Bob Drake’s last appearance in London (as far as I know) was a startling, affectionate and consensual stage invasion at the very start of a Knifeworld gig at Bush Hall. Clad in the surprisingly convincing snow-white bear suit he’s made famous from capering behind the drumkit at Thinking Plague gigs, he seized the mike and propelled what was already set to be a triumphant show up to a different level of vim and laughter.

It’s in keeping with what the man does. A veteran of the more rattling, curious end of American prog (not only with the Plague but with 5uus, his own Cabinet of Curiosities and plenty more), Bob’s equipped with all of the production nous and polyinstrumental expertise to act as his own ensemble on record; but he balances his impressive technical skill with just the right dose of lo-fi get-it-done-now irreverence to hit that elusive sweet spot between prog precision and friendly spontaneity. In doing so, he not only gives himself space to indulge an affably friendly musicality but knocks down any of the strict confining fences which might restrict both his freedom and the warm buzz of his audience’s involvement. If something off-beat and of-the-moment isn’t happening at one of Bob’s gigs, then it’s something that’s missing: or to put it another way, if something isn’t going slightly wrong, then the gig’s not going right.

This has nothing to do with prog spoofery, or comedy rock. It’s got more to do with Bob’s records and shows being intricate shaggy-dog (or perhaps shaggy-bear) stories in which the digressions on the journey, the ragged human edges and distractions, are more important than awe-inspiring structures or a revelatory destination. There’s plenty of nifty fingerwork – and plenty of irregular musical gems and twists that probably took more work and planning than he’s letting on – but what seems to matter the festooning of structure with invention… and with humour, the key to knowing that the moment is here and now, and knocks against expectation and time, and that a laugh isn’t necessarily a punchline, but the acknowledgement of an enthusiasm shared.

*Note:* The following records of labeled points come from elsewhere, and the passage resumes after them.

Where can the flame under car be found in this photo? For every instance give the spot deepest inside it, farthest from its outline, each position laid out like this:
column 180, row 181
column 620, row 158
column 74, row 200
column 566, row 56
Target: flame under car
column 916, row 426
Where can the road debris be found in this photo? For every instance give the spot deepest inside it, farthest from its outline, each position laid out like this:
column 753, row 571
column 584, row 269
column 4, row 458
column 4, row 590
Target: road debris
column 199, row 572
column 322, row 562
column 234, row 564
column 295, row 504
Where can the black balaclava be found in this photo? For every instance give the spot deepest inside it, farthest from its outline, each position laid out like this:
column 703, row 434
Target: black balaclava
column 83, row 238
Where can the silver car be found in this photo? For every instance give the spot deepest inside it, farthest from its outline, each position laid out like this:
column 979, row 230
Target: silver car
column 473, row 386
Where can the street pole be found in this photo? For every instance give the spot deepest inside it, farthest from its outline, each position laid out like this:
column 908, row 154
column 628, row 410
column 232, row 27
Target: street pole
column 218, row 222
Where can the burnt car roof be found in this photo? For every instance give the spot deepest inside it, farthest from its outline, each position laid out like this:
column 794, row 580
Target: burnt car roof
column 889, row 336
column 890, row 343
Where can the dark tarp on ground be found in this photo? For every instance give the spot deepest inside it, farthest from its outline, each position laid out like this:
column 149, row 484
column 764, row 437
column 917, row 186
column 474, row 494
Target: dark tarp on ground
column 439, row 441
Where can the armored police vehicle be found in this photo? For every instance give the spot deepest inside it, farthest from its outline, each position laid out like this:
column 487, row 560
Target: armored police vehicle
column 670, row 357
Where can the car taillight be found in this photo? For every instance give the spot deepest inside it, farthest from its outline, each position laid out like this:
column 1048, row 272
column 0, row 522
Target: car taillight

There are plenty of little musical signposts to point the way to Bob – there’s Yes (he got into all of this through a fascination with Chris Squire’s high-stepping buzz-bomb basslines), Henry Cow (for deliberately imperfect noise, and for toppling eagerly over the edge of the comfort zone in search of adventure), Stateside folk and bluegrass (plus the baroque Americana of The Beach Boys), the swivelling dial of midwestern classic rock radio and the mix-and-match repertoire of the zillion bar bands he played in on the way up; and probably the shadow of Zappa. There are other islands in the soup which may be coincidental – the convoluted indie rock of Guided By Voices, the fact that some of his songs sound like a ragged Jellyfish, or as if he’s roughed up an English cabaret star in a trucker’s joint; the possibility that his time in Los Angeles engineering hip hop tracks may have reinforced his interest in cut’n’paste textures. Yet ultimately Bob is Bob; moment by moment; grabbing hold of what’s there, spinning out what comes. Here are a few examples, including a snippet of a Cabinet of Curiosities gig where the theatre of the furry absurd is in full effect.




 

For this particular show (presented with fondness by Knifeworld’s resident reed avant-gardist Chlöe Herington), you just get Bob and his acoustic guitar – skill, repertoire and atmosphere probably more than compensating for the lack of a full band. In support is Kavus Torabi, fresh off a Gong tour, also feeding his songs through an acoustic – plus the unknown but immediately intriguing quality of Beetles, featuring ever-restless London avant-garde popsters Laila Woozeer and Tom O.C. Wilson, and who play “intricate, skeletal pop songs influenced by Regina Spektor, Lennon and McCartney and Kurt Cobain.” All of this is happening in a little basement room in a Kings Cross bar, so if you want to get a place there before a hundred London freaks swoop, get a move on.

Chlöe Herington presents:
Bob Drake + Kavus Torabi + Beetles
The Harrison, 28 Harrison Street, Kings Cross, London, WC1H 8JF, England
Friday 9th December 2016, 7.00pm
information
 

October 2016 – upcoming gigs – this weekend’s Wakizashi music festival in Bristol – two days of underground allsorts (22nd, 23rd)

19 Oct

Wakizashi Festival, Bristol, 22nd & 23rd October 2016There may still be tickets left for the “glut of experimental and cross-genre artists” descending on Bristol this weekend for the two-day, twenty-band Wakizashi music festival.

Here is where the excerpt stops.